Elise kehilangan keseimbangan, langkahnya terhuyung-huyung mundur ke bibir jurang. Hingga tanpa disadarinya, dia jatuh ke jurang.
"Elise!!" jerit Raisha.
Dengan cepat Ray melompat menyusul Elise menuju jurang. Ketika berada di udara, di antara bibir dan dasar jurang, Ray mengulurkan tangannya untuk menggapai Elise. Elise menawarkan tangannya pada Ray. Ketika Ray sudah menggenggam Elise, dia mengumpulkan elemen anginnya di tangannya yang kosong, lalu menghempaskannya sekuat tenaga ke tanah. Daya tolak dari serangannya membuatnya dan Elise terlempar kembali ke bibir jurang, dimana mereka mendarat.

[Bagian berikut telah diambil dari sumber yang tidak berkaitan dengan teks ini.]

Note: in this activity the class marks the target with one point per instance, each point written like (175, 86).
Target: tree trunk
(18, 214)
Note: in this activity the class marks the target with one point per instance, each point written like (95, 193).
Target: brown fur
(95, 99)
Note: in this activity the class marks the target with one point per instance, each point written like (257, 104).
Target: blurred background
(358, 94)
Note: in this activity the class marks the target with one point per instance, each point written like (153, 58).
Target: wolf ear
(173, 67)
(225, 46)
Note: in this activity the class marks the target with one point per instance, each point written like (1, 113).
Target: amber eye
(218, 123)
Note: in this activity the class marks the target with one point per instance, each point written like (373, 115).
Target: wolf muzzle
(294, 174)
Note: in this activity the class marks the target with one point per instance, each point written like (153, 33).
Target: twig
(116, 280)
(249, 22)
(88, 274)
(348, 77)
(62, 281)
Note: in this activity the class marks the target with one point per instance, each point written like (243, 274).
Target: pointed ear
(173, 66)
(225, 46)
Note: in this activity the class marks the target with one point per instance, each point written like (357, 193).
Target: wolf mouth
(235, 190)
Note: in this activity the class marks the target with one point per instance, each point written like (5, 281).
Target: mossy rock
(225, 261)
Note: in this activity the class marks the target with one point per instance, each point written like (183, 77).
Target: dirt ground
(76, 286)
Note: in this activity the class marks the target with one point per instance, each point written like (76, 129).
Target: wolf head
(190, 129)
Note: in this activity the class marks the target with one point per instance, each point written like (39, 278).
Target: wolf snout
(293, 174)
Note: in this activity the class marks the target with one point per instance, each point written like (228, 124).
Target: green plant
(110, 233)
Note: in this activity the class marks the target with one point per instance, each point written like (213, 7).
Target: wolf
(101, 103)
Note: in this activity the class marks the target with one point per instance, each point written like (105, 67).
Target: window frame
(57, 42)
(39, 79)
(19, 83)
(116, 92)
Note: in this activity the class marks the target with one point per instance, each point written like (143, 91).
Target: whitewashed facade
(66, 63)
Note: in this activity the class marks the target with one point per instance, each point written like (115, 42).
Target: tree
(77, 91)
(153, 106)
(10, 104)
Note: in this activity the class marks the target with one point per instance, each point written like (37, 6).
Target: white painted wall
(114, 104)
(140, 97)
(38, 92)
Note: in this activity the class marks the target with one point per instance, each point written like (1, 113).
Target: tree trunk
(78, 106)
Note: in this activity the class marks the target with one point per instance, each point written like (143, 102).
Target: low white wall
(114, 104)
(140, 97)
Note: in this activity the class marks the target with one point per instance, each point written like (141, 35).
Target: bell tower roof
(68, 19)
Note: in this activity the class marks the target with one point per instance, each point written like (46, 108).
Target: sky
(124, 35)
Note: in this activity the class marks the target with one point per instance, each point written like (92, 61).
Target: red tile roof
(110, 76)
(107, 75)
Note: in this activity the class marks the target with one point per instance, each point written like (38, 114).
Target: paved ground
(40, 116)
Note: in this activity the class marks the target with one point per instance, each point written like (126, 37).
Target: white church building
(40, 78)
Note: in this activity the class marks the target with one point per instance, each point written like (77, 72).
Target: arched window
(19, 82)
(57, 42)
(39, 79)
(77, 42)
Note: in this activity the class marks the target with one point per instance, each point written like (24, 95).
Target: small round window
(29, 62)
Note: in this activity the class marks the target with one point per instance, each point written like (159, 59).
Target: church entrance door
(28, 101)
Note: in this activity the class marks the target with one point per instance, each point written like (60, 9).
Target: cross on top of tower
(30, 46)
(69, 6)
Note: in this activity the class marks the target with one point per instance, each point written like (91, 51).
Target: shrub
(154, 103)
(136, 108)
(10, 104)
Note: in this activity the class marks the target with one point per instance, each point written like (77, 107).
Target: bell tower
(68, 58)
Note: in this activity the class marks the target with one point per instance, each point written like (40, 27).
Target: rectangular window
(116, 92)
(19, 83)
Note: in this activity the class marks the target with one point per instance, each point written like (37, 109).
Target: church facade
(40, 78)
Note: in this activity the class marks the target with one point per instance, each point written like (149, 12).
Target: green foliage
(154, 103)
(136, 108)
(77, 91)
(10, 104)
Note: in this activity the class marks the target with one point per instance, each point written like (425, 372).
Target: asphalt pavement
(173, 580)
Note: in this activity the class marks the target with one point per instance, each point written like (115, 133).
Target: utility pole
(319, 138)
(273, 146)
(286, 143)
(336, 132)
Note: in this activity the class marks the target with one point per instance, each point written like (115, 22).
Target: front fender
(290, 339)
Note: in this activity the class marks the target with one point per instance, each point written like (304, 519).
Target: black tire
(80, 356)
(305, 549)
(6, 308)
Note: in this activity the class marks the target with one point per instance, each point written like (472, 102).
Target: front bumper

"Elise! Kau tidak apa-apa?" tanya Raisha saat dia mendekati sahabatnya itu.
"A... aku tidak apa-apa... lihat... bunganya juga... selamat."
"Aku tidak mengkhawatirkan bunganya! Aku senang kau selamat."
"Maaf membuatmu... khawatir... dan juga..." dia menoleh ke Ray yang terduduk di sampingnya. Sambil menunduk dan wajah berona, Elise berkata, "Terima... kasih..."
"Oh iya, sama-sama." balas Ray.
"Baiklah, karena kalian semua tidak apa-apa, sebaiknya kita segera kembali ke Recht dan memberikan bunga itu pada klien kita." ujar Ruby. Semuanya setuju dan mereka pun berjalan kembali ke Recht.